Myriad Acquires Sividon Diagnostics
31.5.2016 22:05 | NASDAQ OMX
SALT LAKE CITY, 2016-05-31 22:05 CEST (GLOBE NEWSWIRE) -- Myriad Genetics, Inc. (NASDAQ:MYGN), a leader in molecular diagnostics and personalized medicine, today announced that it has acquired Sividon Diagnostics, a leading breast cancer prognostic company, for €35 million upfront with the potential for €15 million in additional performance-based milestones.
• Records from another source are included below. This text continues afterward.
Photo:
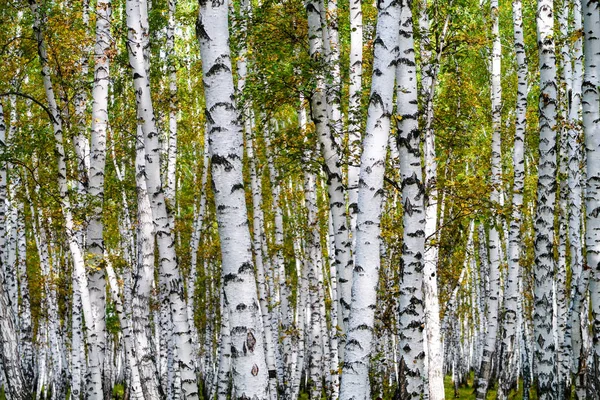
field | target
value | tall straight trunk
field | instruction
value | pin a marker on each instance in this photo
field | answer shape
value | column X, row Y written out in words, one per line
column 546, row 198
column 25, row 320
column 429, row 68
column 94, row 388
column 591, row 127
column 171, row 181
column 411, row 311
column 354, row 110
column 258, row 234
column 359, row 345
column 511, row 293
column 564, row 93
column 250, row 378
column 334, row 89
column 144, row 278
column 15, row 386
column 95, row 228
column 332, row 165
column 13, row 383
column 314, row 263
column 285, row 311
column 135, row 384
column 55, row 339
column 169, row 273
column 494, row 237
column 224, row 367
column 578, row 281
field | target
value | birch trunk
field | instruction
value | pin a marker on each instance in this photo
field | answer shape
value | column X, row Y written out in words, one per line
column 411, row 312
column 249, row 370
column 143, row 279
column 94, row 386
column 494, row 237
column 434, row 360
column 359, row 345
column 170, row 282
column 511, row 294
column 354, row 110
column 544, row 219
column 332, row 165
column 578, row 284
column 95, row 228
column 591, row 127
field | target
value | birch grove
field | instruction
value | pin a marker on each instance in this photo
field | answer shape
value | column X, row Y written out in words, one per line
column 299, row 199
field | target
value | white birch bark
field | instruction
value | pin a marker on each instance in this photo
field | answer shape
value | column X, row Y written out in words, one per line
column 13, row 383
column 578, row 283
column 429, row 67
column 354, row 109
column 258, row 232
column 95, row 228
column 249, row 370
column 94, row 386
column 134, row 381
column 591, row 127
column 224, row 373
column 170, row 282
column 494, row 236
column 359, row 345
column 143, row 279
column 332, row 165
column 544, row 219
column 25, row 321
column 15, row 386
column 411, row 312
column 171, row 181
column 285, row 311
column 314, row 262
column 511, row 294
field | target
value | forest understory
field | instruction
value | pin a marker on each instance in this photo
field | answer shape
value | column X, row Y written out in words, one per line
column 299, row 199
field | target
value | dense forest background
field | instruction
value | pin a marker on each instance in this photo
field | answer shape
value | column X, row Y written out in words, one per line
column 280, row 199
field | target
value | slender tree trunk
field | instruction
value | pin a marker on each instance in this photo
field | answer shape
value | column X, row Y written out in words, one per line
column 429, row 67
column 359, row 345
column 578, row 280
column 411, row 312
column 494, row 236
column 332, row 165
column 544, row 220
column 170, row 277
column 94, row 384
column 250, row 375
column 591, row 127
column 95, row 228
column 511, row 294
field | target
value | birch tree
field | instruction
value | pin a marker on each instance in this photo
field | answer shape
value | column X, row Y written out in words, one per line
column 494, row 237
column 249, row 370
column 411, row 311
column 359, row 344
column 511, row 293
column 546, row 197
column 169, row 274
column 591, row 128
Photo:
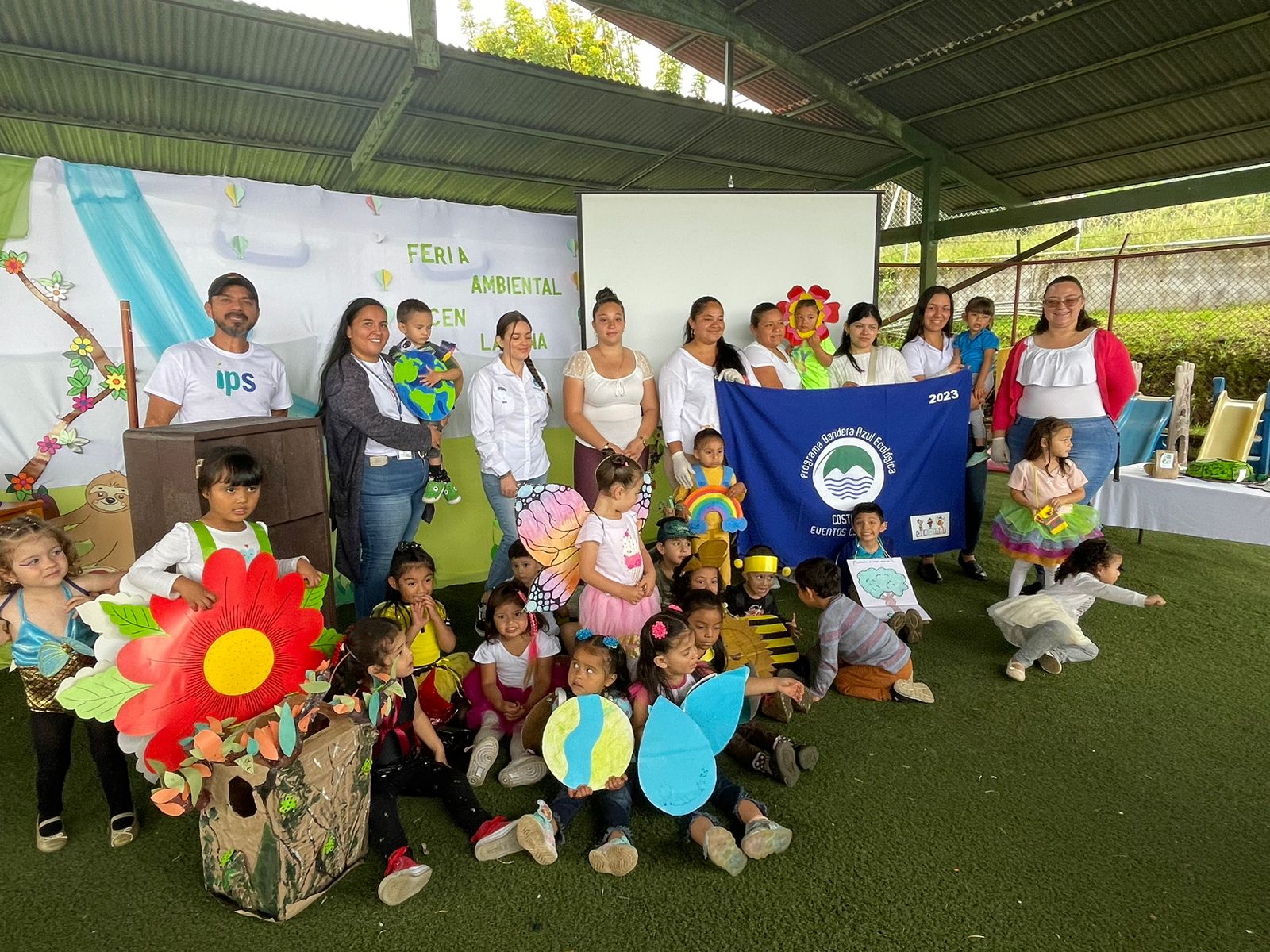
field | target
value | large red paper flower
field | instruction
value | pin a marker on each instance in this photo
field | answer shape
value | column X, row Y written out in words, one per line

The transaction closed on May 31, 2016. Myriad expects the deal to be neutral to both revenue and earnings in fiscal year 2017. A discussion on the details and strategy underlying the transaction will be provided on a conference call today at 4:30 pm EDT.
“Sividon brings to Myriad the best-in-class breast cancer prognostic test and strengthens our market leading oncology portfolio of high value personalized medicine products,” said Mark C. Capone, president and CEO, Myriad Genetic Laboratories. “The EndoPredict® test will be the foundational product of our newly initiated kit-based strategy and allow Myriad to leverage its global oncology distribution to bring this important test to patients worldwide.”
“We are excited to be integrated with the global leader and pioneer in personalized medicine,” said Christoph Petry, CEO of Sividon Diagnostics. “Myriad has the reimbursement, regulatory, and commercial expertise to make this product very successful, especially as we seek distribution in the United States and broader reimbursement coverage in Europe.”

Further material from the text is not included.